BAE Systems is preparing to bring VR tech to the battlefield
BAE Systems is aiming to bring augmented reality to the battlefield, as it develops a new system that would overlay virtual information on the real world. The company believes that in a timeframe of 20 years we could see the system condensed into a contact lens. Working in conjunction with the University of Birmingham, BAE is confident that the new tech could be applied to provide an edge in battle, or save lives in an emergency situation.
Currently, the only offering comes in the form of a demonstration system, using an Oculus Rift headset as the visual interface, allowing the operator to see the real world alongside a host of virtual information including photos and video streams. However the company and its partners are working on two analogues of the VR tech – a Portable Command Centre and a Wearable Cockpit.
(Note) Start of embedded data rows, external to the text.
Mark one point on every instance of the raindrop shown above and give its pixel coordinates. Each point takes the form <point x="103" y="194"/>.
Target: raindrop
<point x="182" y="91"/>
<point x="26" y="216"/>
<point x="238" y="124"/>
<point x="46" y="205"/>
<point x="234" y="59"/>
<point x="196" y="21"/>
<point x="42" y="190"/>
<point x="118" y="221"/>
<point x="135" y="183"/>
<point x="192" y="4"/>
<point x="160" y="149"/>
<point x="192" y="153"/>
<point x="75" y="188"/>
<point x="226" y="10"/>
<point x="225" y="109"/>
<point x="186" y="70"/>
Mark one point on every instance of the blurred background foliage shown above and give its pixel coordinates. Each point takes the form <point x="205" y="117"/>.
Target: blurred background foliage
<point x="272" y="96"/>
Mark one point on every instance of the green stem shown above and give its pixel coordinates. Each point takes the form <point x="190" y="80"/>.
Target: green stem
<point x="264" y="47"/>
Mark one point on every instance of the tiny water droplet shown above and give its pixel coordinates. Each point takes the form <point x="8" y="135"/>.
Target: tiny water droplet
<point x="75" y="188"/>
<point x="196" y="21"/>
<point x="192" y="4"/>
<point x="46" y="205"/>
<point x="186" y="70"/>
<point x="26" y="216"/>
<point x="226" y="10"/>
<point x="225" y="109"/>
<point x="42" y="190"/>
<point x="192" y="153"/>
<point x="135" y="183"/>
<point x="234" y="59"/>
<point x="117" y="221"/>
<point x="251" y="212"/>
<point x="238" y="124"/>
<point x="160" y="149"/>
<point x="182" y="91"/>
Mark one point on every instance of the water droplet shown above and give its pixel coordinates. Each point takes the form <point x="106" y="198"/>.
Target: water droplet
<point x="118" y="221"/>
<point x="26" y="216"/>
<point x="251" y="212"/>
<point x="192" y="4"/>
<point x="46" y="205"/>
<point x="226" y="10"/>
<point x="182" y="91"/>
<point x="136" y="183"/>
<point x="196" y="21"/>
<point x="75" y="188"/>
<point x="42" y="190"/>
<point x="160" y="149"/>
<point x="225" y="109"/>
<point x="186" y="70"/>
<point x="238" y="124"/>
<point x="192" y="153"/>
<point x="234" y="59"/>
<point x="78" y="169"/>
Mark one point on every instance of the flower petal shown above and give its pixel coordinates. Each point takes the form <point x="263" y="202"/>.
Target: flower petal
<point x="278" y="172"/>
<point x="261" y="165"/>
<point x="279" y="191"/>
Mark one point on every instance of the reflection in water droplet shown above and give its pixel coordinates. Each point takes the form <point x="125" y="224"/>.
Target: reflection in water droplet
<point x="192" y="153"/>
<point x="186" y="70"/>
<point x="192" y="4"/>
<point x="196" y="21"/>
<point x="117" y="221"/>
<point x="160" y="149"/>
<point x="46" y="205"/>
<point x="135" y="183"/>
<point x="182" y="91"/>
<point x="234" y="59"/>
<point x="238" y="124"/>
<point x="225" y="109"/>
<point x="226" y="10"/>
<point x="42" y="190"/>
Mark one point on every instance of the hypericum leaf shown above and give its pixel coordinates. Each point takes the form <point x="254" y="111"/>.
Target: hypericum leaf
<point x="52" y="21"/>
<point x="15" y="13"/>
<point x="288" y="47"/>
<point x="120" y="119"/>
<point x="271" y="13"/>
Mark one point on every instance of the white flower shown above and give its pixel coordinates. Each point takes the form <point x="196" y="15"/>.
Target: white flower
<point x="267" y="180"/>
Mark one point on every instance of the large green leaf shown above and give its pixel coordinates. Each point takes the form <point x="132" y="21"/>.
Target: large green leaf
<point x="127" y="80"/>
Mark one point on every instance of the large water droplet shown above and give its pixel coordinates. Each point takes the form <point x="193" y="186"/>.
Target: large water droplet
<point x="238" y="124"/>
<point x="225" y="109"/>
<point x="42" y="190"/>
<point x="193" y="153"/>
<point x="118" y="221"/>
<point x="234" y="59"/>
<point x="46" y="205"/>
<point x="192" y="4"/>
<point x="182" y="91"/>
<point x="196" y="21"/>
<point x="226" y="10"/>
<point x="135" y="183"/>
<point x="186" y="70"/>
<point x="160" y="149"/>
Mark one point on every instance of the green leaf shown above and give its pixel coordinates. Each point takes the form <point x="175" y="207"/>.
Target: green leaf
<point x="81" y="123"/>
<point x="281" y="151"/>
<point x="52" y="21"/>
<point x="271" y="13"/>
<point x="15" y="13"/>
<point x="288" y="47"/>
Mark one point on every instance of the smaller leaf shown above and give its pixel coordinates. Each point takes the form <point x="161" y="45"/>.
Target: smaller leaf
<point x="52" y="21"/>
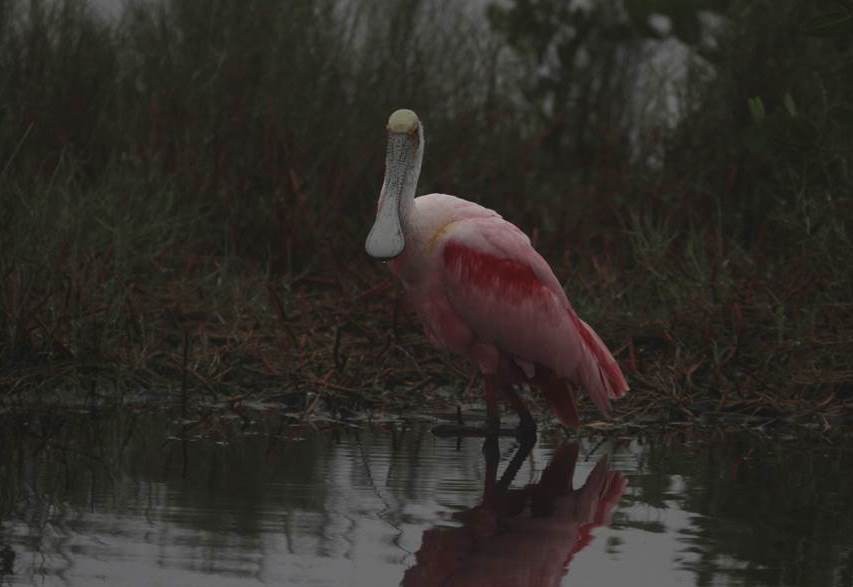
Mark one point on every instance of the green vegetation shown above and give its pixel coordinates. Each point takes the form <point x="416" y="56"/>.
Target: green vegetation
<point x="184" y="194"/>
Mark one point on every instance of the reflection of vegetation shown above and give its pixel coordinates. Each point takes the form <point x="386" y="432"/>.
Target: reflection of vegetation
<point x="185" y="191"/>
<point x="775" y="514"/>
<point x="760" y="513"/>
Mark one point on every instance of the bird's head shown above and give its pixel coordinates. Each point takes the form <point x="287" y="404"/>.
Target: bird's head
<point x="403" y="158"/>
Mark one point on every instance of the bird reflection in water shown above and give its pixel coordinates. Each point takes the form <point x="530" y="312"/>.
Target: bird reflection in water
<point x="520" y="537"/>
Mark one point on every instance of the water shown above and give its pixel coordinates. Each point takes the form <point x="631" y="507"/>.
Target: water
<point x="132" y="499"/>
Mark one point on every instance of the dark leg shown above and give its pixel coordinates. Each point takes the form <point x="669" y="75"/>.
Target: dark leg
<point x="526" y="425"/>
<point x="492" y="455"/>
<point x="493" y="416"/>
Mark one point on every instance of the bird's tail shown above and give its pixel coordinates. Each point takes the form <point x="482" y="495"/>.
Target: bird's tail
<point x="559" y="393"/>
<point x="598" y="372"/>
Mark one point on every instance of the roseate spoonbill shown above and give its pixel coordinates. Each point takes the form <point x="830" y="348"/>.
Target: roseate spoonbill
<point x="481" y="290"/>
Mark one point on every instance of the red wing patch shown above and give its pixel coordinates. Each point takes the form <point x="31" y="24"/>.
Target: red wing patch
<point x="512" y="280"/>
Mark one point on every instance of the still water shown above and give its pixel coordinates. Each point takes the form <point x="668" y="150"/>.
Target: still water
<point x="140" y="499"/>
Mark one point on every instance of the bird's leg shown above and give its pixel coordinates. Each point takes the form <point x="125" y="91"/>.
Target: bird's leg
<point x="492" y="455"/>
<point x="493" y="417"/>
<point x="526" y="424"/>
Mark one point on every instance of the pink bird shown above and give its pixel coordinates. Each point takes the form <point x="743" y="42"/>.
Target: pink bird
<point x="481" y="290"/>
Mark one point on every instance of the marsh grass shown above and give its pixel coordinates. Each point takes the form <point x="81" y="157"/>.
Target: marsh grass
<point x="185" y="193"/>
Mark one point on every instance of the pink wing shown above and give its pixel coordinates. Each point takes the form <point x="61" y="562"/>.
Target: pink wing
<point x="508" y="296"/>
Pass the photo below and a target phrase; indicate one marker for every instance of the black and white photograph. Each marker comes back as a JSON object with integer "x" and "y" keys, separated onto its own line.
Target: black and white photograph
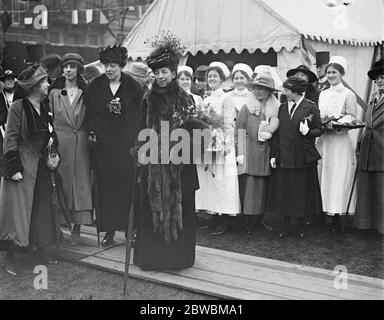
{"x": 191, "y": 155}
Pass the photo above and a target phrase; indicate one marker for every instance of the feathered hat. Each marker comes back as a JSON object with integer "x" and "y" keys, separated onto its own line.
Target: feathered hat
{"x": 167, "y": 47}
{"x": 115, "y": 54}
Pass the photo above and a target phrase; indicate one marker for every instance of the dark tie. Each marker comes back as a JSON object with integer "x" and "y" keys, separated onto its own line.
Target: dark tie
{"x": 292, "y": 109}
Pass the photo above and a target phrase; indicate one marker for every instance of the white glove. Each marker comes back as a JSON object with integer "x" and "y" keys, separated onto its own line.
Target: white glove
{"x": 17, "y": 177}
{"x": 273, "y": 163}
{"x": 304, "y": 129}
{"x": 264, "y": 135}
{"x": 240, "y": 159}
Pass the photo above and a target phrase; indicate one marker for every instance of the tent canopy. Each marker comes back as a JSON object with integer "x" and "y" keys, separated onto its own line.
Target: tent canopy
{"x": 215, "y": 25}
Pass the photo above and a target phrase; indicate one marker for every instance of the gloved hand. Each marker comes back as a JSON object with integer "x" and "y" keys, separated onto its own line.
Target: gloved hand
{"x": 17, "y": 177}
{"x": 273, "y": 163}
{"x": 92, "y": 140}
{"x": 304, "y": 129}
{"x": 240, "y": 159}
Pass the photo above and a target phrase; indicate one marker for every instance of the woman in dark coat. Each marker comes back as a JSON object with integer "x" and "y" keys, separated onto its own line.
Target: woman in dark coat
{"x": 370, "y": 182}
{"x": 27, "y": 210}
{"x": 295, "y": 190}
{"x": 112, "y": 101}
{"x": 166, "y": 235}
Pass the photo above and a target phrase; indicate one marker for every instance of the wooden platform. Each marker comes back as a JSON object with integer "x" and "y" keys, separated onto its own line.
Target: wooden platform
{"x": 230, "y": 275}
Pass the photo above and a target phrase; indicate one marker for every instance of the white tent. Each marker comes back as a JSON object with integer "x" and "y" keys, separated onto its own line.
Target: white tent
{"x": 286, "y": 26}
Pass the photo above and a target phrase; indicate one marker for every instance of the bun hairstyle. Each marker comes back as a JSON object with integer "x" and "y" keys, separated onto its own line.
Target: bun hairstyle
{"x": 218, "y": 70}
{"x": 186, "y": 73}
{"x": 337, "y": 66}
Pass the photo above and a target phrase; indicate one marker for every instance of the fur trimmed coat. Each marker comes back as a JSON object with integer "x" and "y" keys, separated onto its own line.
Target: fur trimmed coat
{"x": 111, "y": 158}
{"x": 166, "y": 236}
{"x": 72, "y": 133}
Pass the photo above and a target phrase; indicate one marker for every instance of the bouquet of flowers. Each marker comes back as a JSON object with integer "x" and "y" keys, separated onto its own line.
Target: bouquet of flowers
{"x": 114, "y": 107}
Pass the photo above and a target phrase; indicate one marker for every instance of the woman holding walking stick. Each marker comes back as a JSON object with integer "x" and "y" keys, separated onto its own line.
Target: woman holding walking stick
{"x": 370, "y": 181}
{"x": 27, "y": 210}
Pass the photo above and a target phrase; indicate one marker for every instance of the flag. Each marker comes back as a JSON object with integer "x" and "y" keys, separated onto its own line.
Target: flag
{"x": 6, "y": 20}
{"x": 44, "y": 19}
{"x": 103, "y": 18}
{"x": 89, "y": 15}
{"x": 75, "y": 17}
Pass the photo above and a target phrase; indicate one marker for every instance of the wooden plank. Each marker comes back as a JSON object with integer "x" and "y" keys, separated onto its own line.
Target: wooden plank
{"x": 197, "y": 285}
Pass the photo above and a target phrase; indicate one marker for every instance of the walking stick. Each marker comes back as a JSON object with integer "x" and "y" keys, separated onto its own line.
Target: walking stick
{"x": 351, "y": 193}
{"x": 128, "y": 243}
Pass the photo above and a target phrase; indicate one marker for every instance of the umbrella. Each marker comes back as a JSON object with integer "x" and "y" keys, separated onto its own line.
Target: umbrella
{"x": 128, "y": 243}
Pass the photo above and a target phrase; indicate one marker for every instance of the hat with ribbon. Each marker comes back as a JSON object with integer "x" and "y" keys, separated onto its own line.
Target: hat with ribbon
{"x": 377, "y": 69}
{"x": 340, "y": 61}
{"x": 222, "y": 66}
{"x": 296, "y": 84}
{"x": 138, "y": 69}
{"x": 185, "y": 68}
{"x": 322, "y": 57}
{"x": 304, "y": 69}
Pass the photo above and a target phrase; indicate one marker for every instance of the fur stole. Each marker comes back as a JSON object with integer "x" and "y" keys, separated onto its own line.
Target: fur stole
{"x": 164, "y": 180}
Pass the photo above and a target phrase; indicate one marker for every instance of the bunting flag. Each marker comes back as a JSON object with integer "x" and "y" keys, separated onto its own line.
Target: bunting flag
{"x": 88, "y": 16}
{"x": 103, "y": 18}
{"x": 75, "y": 17}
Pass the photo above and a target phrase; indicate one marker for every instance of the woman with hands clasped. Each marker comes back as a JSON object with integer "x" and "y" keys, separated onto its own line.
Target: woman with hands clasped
{"x": 295, "y": 191}
{"x": 256, "y": 122}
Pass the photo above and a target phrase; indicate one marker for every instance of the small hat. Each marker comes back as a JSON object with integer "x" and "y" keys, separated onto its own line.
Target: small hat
{"x": 322, "y": 57}
{"x": 341, "y": 61}
{"x": 185, "y": 68}
{"x": 91, "y": 71}
{"x": 222, "y": 66}
{"x": 8, "y": 74}
{"x": 264, "y": 80}
{"x": 304, "y": 69}
{"x": 243, "y": 67}
{"x": 377, "y": 69}
{"x": 115, "y": 54}
{"x": 138, "y": 69}
{"x": 72, "y": 58}
{"x": 296, "y": 84}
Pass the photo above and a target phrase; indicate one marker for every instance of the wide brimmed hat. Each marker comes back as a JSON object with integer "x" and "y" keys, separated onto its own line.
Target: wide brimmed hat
{"x": 8, "y": 74}
{"x": 222, "y": 66}
{"x": 377, "y": 69}
{"x": 304, "y": 69}
{"x": 340, "y": 61}
{"x": 138, "y": 69}
{"x": 72, "y": 58}
{"x": 322, "y": 57}
{"x": 263, "y": 80}
{"x": 243, "y": 67}
{"x": 185, "y": 68}
{"x": 115, "y": 54}
{"x": 295, "y": 83}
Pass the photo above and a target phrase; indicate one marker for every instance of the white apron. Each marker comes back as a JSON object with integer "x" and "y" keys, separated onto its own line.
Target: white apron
{"x": 219, "y": 187}
{"x": 337, "y": 149}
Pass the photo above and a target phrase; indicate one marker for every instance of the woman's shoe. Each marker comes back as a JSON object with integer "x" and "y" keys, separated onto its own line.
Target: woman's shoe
{"x": 108, "y": 239}
{"x": 75, "y": 237}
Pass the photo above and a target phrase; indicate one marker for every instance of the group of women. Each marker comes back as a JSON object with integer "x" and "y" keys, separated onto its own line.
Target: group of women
{"x": 269, "y": 161}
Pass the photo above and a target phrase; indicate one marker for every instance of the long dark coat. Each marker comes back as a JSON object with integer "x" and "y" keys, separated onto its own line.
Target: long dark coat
{"x": 151, "y": 249}
{"x": 111, "y": 159}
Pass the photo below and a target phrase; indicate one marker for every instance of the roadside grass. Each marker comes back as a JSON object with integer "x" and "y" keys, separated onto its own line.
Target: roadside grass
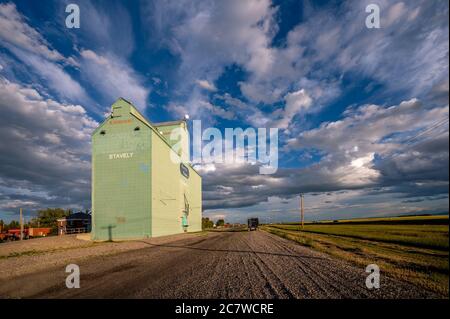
{"x": 416, "y": 253}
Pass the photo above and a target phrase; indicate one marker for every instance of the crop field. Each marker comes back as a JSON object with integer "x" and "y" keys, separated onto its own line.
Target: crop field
{"x": 415, "y": 249}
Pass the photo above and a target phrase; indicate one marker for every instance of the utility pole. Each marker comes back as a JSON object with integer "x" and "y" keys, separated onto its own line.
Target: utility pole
{"x": 21, "y": 224}
{"x": 301, "y": 209}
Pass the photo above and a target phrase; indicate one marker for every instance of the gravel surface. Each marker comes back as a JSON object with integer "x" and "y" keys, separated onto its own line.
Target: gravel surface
{"x": 217, "y": 265}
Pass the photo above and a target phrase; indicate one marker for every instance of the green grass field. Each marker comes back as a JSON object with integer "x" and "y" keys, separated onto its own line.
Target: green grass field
{"x": 413, "y": 248}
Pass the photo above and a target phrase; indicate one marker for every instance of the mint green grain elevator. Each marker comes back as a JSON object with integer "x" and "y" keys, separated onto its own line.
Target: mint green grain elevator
{"x": 142, "y": 185}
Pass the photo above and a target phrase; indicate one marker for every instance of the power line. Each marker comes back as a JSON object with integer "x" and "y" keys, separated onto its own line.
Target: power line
{"x": 410, "y": 141}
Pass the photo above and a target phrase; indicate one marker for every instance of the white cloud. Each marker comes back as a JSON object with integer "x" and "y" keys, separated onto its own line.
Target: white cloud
{"x": 16, "y": 32}
{"x": 49, "y": 162}
{"x": 114, "y": 78}
{"x": 204, "y": 84}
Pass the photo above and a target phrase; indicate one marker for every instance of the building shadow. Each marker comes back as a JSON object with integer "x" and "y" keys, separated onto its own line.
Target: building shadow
{"x": 234, "y": 251}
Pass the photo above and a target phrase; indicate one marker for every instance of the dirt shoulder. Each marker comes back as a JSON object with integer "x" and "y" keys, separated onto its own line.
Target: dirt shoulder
{"x": 29, "y": 256}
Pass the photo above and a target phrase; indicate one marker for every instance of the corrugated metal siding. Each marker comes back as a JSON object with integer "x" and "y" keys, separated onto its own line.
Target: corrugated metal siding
{"x": 142, "y": 195}
{"x": 121, "y": 186}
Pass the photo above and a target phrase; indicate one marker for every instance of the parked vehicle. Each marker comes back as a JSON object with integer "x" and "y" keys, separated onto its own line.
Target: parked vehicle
{"x": 252, "y": 223}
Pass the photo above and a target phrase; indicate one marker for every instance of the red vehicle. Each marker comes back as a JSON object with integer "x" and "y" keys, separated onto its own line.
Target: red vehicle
{"x": 14, "y": 234}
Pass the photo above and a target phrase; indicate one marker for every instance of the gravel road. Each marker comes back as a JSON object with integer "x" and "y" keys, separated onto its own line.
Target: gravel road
{"x": 217, "y": 265}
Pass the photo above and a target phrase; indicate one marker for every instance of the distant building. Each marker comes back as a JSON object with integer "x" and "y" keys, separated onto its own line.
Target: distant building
{"x": 74, "y": 224}
{"x": 39, "y": 231}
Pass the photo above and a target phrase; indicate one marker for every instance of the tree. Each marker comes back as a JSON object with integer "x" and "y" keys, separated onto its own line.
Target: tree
{"x": 207, "y": 223}
{"x": 220, "y": 222}
{"x": 14, "y": 224}
{"x": 47, "y": 217}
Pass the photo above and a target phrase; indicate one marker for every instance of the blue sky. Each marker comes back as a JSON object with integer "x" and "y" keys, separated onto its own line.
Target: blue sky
{"x": 362, "y": 113}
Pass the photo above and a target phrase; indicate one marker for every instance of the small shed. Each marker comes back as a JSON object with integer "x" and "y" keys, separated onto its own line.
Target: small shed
{"x": 74, "y": 223}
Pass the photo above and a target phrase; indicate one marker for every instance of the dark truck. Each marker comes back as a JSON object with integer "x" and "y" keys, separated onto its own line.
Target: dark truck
{"x": 252, "y": 223}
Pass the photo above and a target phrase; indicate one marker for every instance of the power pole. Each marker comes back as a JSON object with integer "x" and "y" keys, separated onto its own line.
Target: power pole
{"x": 21, "y": 224}
{"x": 301, "y": 209}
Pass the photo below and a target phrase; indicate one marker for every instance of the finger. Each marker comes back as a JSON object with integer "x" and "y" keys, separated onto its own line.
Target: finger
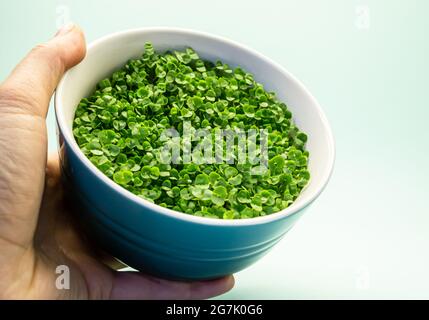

The Portable Command Centre would be contained in a briefcase-sized container, utilizing a headset and a specialized pair of gloves to interact with the VR display. Once set up, it would allow for unprecedented co-ordination of military assets. The virtual command post could be used to monitor live UAV streams and direct troops anywhere in the world, tapping into news and possibly social media content to gain a feeling of a situation on the ground without the need to actually be there. BAE also envisions the system playing host to virtual avatars that give advice when asked – so basically, it would be like Jarvis from Marvel's Iron Man franchise.
Imagine a cockpit that never required a hardware upgrade, and can be constantly reconfigured to the pilot's personal preference. That's what BAE is hoping to achieve with its Wearable Cockpit, pictured above. Any updates could simply be installed on the virtual interface, which could result in savings running into the millions.
BAE concedes that pilots will always have to wear protective helmets, and has hinted that it will attempt to integrate the Oculus Rift-esqe visual element into the helmet itself, possibly using the visor to overlay the virtual information.
The possible applications of the technology are boundless. It could be used to streamline disaster relief operations by allowing for an unprecedented in situ understanding of resource allocation. Of course the most obvious application is in the military sphere. A high-tech VR system would not only allow for incredible real-time battlefield management by military commanders, but would also represent an immersive training solution.
In the long term, the system could be contained in a pair of shades, and from there condensed into a contact lens. BAE states that the next step in the program will be to incorporate the core technologies into a number of more specialized demonstration programs.